Une question qui n’a jamais été réellement posée parce qu’elle dérange, mais le problème n’est-il pas simplement que, sur ces voiliers, ce sont des étrangers et des popa’a ?

Je pense.

Comment essayer d’harmoniser le tout ?

Le rôle du Pays est de réglementer l’usage du domaine public. Nous l’avons fait. Le chenal, depuis Papeete jusqu’à Taapuna, est sous l’égide du Port autonome. Autant sur la réglementation, c’est moi qui fixe les règles, autant sur la surveillance et sur la perception de redevances, c’est au Port autonome d’agir. Il y a une police portuaire qui doit faire en sorte que le bateau ne reste pas trop longtemps à la même place. Certains voiliers n’ont pas bougé depuis 30 ans. Là, il y a quelque chose à faire.

Il faut légiférer sur ces bateaux qui ne bougent pas et laisser la plaisance se faire ?

Exactement. Il faut que le Port autonome sorte un règlement intérieur sur l’occupation de ses zones. Par exemple, un plaisancier pourrait rester un mois sur une zone, éventuellement renouveler sa demande, mais pas plus. S’ils ont des besoins de mouiller plus longtemps, il faut les diriger sur les zones adéquates, les marinas. On y travaille. On va prévoir d’autres infrastructures dans la zone de la baie de Phaëton. On veut reprendre le projet à Moorea. L’annonce est déjà parue au Journal officiel. Avec Evans Haumani, nous sommes enfin d’accord sur l’extension de la marina de Vaiare. Il y a aussi le projet d’extension de la marina Taina, en lien avec le projet de Village tahitien. Cela laisse tout de même peu de possibilités, sinon il y a la baie de Phaëton. Dans le projet de parc à Vaitupa, il y a aussi une marina qui est souhaitée.

Sur la côte est aussi le mouillage se fait. La baie de Matavai a souvent des voiliers qui restent plusieurs jours.
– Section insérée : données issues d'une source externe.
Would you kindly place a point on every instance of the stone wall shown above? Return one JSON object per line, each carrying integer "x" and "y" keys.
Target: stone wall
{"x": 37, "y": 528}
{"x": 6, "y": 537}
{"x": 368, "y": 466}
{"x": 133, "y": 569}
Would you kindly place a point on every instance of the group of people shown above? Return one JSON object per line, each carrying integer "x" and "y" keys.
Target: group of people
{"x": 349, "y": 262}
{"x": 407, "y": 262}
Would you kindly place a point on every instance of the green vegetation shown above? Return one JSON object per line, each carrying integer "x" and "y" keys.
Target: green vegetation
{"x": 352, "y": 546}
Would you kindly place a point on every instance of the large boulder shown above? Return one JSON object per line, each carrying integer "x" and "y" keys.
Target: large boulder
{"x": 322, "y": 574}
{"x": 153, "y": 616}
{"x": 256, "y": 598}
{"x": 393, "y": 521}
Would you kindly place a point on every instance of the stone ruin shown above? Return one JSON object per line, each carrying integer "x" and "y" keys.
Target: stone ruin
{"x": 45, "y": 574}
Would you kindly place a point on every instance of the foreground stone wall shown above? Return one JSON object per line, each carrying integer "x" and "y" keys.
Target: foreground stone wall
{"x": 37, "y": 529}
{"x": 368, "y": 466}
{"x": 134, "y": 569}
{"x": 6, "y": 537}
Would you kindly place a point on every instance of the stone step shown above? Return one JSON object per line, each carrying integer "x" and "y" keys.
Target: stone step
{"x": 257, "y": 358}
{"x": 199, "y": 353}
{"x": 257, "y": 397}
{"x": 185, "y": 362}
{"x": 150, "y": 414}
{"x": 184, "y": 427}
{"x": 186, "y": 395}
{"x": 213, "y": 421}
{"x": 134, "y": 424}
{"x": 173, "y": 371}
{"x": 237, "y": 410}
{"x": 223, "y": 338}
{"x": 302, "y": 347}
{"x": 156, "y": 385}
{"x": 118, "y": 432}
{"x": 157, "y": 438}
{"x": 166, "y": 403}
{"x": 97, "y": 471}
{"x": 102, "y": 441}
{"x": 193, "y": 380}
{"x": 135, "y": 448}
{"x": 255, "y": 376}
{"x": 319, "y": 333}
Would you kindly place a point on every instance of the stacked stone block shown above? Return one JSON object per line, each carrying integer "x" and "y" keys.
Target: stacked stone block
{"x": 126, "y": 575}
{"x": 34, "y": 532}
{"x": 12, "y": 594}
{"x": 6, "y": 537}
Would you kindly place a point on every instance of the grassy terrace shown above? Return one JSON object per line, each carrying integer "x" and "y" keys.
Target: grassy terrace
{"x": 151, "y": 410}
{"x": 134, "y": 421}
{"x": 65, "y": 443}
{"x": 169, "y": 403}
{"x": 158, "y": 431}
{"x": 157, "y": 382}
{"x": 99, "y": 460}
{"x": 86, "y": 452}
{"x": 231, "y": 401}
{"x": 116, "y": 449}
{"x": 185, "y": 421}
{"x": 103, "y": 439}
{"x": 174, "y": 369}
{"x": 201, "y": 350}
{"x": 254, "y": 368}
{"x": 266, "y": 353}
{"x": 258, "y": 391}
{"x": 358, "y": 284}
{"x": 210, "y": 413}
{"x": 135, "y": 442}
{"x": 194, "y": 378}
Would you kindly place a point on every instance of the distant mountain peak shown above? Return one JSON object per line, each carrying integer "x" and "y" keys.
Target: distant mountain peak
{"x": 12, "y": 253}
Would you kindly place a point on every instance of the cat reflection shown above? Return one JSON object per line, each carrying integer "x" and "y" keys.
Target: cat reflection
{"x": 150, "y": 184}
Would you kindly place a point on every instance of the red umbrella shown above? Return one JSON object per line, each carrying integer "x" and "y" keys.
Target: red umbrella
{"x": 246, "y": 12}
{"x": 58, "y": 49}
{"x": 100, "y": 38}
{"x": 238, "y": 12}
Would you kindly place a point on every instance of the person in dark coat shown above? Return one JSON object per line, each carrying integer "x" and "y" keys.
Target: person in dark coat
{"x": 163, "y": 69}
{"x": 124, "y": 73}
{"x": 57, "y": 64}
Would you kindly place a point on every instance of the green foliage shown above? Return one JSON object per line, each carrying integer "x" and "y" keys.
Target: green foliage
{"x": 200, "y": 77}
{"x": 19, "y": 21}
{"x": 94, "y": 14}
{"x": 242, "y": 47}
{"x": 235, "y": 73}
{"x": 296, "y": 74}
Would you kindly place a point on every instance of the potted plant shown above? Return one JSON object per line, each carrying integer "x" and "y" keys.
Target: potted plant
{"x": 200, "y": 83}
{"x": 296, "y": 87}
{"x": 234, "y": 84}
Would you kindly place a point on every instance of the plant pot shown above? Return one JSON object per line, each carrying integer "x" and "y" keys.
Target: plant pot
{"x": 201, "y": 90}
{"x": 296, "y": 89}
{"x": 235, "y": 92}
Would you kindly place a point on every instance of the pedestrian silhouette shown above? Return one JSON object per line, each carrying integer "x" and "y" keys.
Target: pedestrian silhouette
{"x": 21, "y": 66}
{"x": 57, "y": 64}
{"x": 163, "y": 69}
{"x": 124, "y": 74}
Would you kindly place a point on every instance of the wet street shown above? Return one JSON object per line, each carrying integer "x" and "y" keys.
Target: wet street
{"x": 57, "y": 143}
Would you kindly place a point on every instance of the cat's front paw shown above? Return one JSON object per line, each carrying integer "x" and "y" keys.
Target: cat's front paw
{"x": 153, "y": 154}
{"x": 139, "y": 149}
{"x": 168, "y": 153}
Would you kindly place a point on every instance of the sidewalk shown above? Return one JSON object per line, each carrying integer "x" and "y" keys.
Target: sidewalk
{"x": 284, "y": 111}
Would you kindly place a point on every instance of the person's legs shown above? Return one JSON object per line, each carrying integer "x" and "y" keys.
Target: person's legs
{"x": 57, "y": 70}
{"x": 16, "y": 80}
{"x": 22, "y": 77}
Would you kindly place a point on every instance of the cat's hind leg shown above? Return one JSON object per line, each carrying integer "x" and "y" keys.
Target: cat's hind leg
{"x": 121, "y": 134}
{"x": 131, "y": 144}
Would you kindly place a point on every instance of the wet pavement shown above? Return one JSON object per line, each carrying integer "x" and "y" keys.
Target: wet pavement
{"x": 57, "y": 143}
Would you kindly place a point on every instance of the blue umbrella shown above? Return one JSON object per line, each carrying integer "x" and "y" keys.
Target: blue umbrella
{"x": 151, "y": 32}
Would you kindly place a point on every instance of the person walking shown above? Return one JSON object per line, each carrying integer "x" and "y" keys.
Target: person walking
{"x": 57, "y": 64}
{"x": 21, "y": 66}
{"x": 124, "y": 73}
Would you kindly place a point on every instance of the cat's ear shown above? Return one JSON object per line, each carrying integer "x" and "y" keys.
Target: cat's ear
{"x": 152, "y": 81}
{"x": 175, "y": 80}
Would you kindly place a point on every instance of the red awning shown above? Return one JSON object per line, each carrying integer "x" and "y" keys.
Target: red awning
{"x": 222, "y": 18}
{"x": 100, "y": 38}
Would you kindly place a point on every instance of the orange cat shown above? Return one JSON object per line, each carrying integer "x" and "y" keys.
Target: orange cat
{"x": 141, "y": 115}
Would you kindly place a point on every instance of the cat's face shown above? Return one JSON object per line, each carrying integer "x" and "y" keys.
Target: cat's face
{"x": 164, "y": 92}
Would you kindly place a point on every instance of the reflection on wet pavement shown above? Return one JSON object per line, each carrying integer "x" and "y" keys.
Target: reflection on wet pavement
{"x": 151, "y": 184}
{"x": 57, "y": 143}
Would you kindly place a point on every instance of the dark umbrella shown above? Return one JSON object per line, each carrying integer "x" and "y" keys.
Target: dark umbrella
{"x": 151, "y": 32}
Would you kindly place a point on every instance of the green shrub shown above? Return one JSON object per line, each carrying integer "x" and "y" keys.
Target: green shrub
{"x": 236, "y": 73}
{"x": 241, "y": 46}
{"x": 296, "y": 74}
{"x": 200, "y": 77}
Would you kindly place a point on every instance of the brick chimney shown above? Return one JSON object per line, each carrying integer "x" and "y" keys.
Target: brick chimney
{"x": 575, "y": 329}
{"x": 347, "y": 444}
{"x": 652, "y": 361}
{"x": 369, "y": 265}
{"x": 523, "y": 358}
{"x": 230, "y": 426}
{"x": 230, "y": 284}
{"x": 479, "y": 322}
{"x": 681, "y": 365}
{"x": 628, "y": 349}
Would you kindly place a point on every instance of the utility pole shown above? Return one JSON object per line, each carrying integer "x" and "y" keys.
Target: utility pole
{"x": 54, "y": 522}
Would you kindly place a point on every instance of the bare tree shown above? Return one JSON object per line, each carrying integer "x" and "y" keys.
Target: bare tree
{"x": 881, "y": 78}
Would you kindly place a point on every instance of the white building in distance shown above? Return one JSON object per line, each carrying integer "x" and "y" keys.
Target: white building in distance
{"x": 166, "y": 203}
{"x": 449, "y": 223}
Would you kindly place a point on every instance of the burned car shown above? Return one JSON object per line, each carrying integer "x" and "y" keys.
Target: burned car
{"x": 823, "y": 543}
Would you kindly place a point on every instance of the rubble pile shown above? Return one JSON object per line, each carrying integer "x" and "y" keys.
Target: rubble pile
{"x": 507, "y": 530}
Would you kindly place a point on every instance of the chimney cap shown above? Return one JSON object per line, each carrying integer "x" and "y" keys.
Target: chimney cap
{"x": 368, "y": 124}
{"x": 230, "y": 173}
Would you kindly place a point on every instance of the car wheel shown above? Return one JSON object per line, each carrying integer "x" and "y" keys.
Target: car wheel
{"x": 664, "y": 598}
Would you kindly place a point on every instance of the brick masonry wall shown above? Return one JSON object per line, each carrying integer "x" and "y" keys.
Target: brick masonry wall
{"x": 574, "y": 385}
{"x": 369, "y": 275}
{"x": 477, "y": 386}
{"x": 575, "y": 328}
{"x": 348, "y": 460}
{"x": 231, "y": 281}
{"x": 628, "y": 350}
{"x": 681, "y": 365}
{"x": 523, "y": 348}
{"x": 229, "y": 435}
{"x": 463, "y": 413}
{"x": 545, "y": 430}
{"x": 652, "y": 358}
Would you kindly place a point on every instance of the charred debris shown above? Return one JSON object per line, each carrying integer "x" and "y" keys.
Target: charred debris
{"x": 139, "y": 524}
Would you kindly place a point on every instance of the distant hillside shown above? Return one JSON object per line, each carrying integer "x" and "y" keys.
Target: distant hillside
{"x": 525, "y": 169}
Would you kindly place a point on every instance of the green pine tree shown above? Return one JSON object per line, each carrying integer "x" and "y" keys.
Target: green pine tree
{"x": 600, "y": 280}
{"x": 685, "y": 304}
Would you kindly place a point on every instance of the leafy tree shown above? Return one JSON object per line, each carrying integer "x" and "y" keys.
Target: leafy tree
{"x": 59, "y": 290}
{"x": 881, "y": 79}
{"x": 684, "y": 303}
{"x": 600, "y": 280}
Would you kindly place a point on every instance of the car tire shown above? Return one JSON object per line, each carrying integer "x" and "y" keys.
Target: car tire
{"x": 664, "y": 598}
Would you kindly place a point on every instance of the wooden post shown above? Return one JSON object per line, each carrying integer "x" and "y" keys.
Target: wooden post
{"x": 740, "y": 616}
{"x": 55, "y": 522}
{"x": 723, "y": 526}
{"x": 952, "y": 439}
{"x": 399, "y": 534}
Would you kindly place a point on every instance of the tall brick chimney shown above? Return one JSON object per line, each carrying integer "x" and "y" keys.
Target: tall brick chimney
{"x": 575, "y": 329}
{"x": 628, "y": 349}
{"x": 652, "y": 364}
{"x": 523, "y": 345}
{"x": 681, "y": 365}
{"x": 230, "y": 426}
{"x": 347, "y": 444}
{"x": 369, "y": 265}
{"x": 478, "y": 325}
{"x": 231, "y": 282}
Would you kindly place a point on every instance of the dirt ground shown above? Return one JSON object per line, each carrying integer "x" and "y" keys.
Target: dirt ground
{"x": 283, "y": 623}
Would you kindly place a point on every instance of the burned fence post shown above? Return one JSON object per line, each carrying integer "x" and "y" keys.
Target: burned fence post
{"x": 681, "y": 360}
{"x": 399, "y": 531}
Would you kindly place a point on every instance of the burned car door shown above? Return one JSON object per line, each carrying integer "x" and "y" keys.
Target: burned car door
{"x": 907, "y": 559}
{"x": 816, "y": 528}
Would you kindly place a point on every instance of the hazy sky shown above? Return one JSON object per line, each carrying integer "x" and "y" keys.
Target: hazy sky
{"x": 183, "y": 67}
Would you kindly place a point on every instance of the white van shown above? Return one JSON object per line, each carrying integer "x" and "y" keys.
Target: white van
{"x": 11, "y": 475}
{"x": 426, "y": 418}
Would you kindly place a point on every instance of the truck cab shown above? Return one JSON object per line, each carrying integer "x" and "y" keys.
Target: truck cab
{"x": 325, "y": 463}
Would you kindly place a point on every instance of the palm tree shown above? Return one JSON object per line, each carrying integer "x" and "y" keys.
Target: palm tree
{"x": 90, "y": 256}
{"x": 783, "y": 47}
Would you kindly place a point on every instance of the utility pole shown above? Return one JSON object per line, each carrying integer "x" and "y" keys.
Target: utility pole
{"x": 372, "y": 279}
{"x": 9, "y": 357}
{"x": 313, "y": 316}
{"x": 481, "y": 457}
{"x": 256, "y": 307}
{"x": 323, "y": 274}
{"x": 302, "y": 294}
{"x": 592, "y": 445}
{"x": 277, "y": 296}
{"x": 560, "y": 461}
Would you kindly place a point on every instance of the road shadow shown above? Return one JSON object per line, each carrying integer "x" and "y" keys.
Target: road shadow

On va interdire ces mouillages. Comment se font ces mouillages puisqu’il n’y a pas d’ancrage ? Ils balancent leurs ancres et s’accrochent comme ils peuvent. Ce n’est pas possible et il va falloir réglementer. La vraie question est de savoir à quel niveau d’accueil sommes-nous prêts à faire face ? Il ne faut pas aller au-delà d’une certaine limite. Ces plaisanciers, il faut qu’ils aillent aussi dans les îles.

La route des 36 mois est-elle toujours souhaitable ?

Nous y réfléchissons. Trois ans dans nos eaux, c’est long. Cela était justifié pour les super-yachts. Est-ce que pour la plaisance, il faut laisser la possibilité aux gens de rester pendant 36 mois ? C’est une vraie question. C’est un sujet d’actualité au sein du gouvernement.

Pour que ces voiliers aillent dans les îles, il va falloir là-encore des infrastructures pour éviter les ancrages sauvages dans le corail.

Une marina est prévue à Bora Bora, par exemple. Une belle marina aussi grande que la marina Taina. Il y a énormément de demandes, il y aura des branchements pour l’assainissement, l’électricité, etc. Il y a aussi une redevance à percevoir.

Les devoirs des plaisanciers
– Respect des règles internationales de navigation
– Limitation de la vitesse de circulation à 5 nœuds
– Règles applicables aux navires abandonnés et aux épaves maritimes
– Interdiction de la pratique de toute activité autre que le mouillage des navires dans les zones dédiées
– Interdiction de rejeter, déverser ou laisser s’écouler dans les eaux leurs ordures ménagères et déchets de toute sorte, les eaux souillées ou chargées d’hydrocarbures, d’huiles ou de produits toxiques.
– Obligation de disposer de tous les déchets dans des installations à terre prévues à cet effet
– Interdiction d’effectuer tous travaux de réparation, opérations de carénage, applications de produits ou peintures.